The first photo features seven pregnant women, each dressed in a different color of the rainbow, with their exposed bellies painted a matching hue. The second photo shows the women again, this time dressed in all-white clothing, holding their “rainbow” babies, each dressed in a rainbow-colored outfit. The images, which were posted to the Facebook page Every Child is a Blessing: The Journey Through My Pregnancy on Sept. 20, have racked up almost 80,000 likes, 79,000 shares, and more than 8,000 comments. “Still praying for my rainbow baby!” wrote one Facebook user. “So amazing and beautiful!” wrote another. And many users uploaded photos of their own rainbow babies in the comment section.
The Facebook page belongs to a Lufkin, Tex. mother named Chastity Boatman, 24, who blogs on a website of the same name. “I have not experienced the loss of a baby myself but I am adopted and the purpose of my blog is to help heal women from child-related loss,” Boatman tells Yahoo Parenting. “Without my adopted parents, I wouldn’t have the happy, healthy life I have today.”
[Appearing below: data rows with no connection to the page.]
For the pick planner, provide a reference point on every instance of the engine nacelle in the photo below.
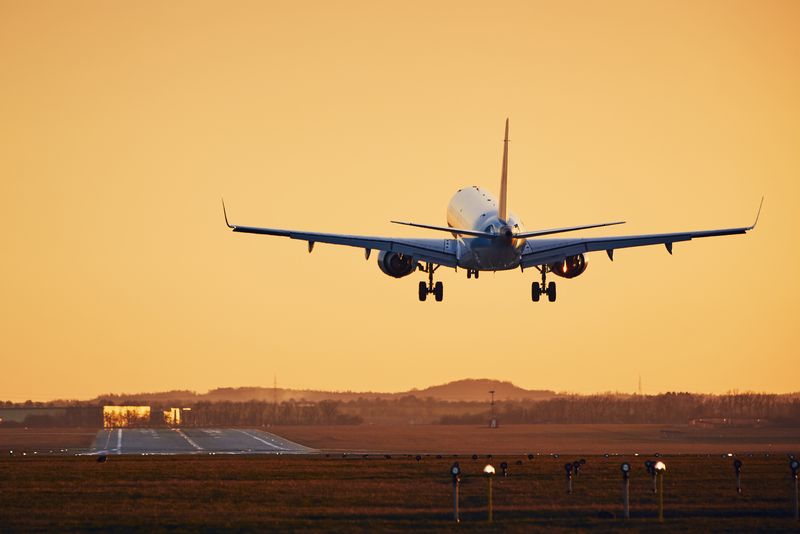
(395, 264)
(570, 267)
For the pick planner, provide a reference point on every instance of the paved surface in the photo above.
(193, 441)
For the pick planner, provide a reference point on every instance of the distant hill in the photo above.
(467, 390)
(475, 390)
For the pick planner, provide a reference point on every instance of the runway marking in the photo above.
(187, 438)
(265, 442)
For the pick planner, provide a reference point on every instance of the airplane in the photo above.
(488, 237)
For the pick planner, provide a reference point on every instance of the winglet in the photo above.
(225, 213)
(757, 214)
(502, 212)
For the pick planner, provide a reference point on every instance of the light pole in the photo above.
(737, 466)
(489, 472)
(794, 465)
(659, 469)
(455, 472)
(626, 483)
(493, 421)
(568, 469)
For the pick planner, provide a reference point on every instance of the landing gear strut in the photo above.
(537, 290)
(424, 289)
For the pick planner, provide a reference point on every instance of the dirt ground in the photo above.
(523, 439)
(465, 439)
(357, 494)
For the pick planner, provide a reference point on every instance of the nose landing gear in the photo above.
(537, 290)
(436, 289)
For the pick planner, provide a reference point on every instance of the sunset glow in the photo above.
(125, 122)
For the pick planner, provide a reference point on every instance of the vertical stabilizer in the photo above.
(502, 213)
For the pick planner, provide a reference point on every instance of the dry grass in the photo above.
(364, 494)
(519, 439)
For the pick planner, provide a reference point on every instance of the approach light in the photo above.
(455, 470)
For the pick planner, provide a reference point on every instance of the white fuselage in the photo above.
(474, 208)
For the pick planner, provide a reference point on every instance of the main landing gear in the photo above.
(537, 290)
(437, 289)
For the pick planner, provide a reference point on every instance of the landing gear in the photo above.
(436, 289)
(538, 289)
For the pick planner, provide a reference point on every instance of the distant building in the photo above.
(174, 416)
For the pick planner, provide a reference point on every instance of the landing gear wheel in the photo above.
(536, 291)
(551, 291)
(438, 291)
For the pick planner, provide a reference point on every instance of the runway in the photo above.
(193, 441)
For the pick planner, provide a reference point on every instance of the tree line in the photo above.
(667, 408)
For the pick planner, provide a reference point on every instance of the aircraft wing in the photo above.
(438, 251)
(544, 251)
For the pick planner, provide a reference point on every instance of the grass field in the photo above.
(355, 494)
(465, 439)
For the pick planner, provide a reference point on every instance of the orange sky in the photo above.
(124, 123)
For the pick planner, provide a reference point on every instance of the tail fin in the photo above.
(502, 214)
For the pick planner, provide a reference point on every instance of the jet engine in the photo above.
(396, 265)
(570, 267)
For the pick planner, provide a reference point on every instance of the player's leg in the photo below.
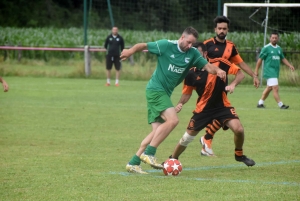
(118, 67)
(238, 130)
(264, 96)
(187, 138)
(109, 64)
(196, 124)
(206, 140)
(160, 109)
(275, 88)
(134, 163)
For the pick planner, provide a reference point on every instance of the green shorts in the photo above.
(157, 102)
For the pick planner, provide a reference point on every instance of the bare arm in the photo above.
(126, 53)
(184, 99)
(258, 64)
(285, 61)
(4, 84)
(238, 78)
(249, 71)
(212, 69)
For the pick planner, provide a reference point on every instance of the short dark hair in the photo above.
(191, 31)
(274, 33)
(200, 44)
(220, 19)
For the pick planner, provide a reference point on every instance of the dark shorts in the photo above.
(202, 119)
(110, 60)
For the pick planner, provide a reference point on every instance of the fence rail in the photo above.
(88, 49)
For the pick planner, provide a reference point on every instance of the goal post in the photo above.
(265, 23)
(226, 5)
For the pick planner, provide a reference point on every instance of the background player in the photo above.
(114, 44)
(272, 55)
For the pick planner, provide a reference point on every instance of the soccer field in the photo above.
(70, 139)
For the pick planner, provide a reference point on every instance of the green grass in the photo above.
(70, 139)
(141, 70)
Boatman, who is studying for her masters in history, is not the photographer, and clarifies that the origins of the photos are unknown. “I found them during a random Internet search on a Russian website,” she explains, “and while their meaning is open to interpretation, many people have associated them with rainbow babies.”
The idea behind “rainbow babies” is that after a storm (a miscarriage, still birth, SIDS), a rainbow — in the form of a healthy baby — often appears. In June 2014, a doctor in Boise, Idaho delivered a rainbow baby for a couple who had experienced a tragic loss a year prior, when their newborn had aspirated meconium (inhaling a mixture of meconium and amniotic fluid) and lived for only six days. After the second birth, an emotional photo of the baby’s father hugging the doctor who had delivered both babies went viral.
“The best part about sharing these photos is that it’s started a conversation about pregnancy loss, which women don’t really talk about,” says Boatman. “There can be joy after tragedy.”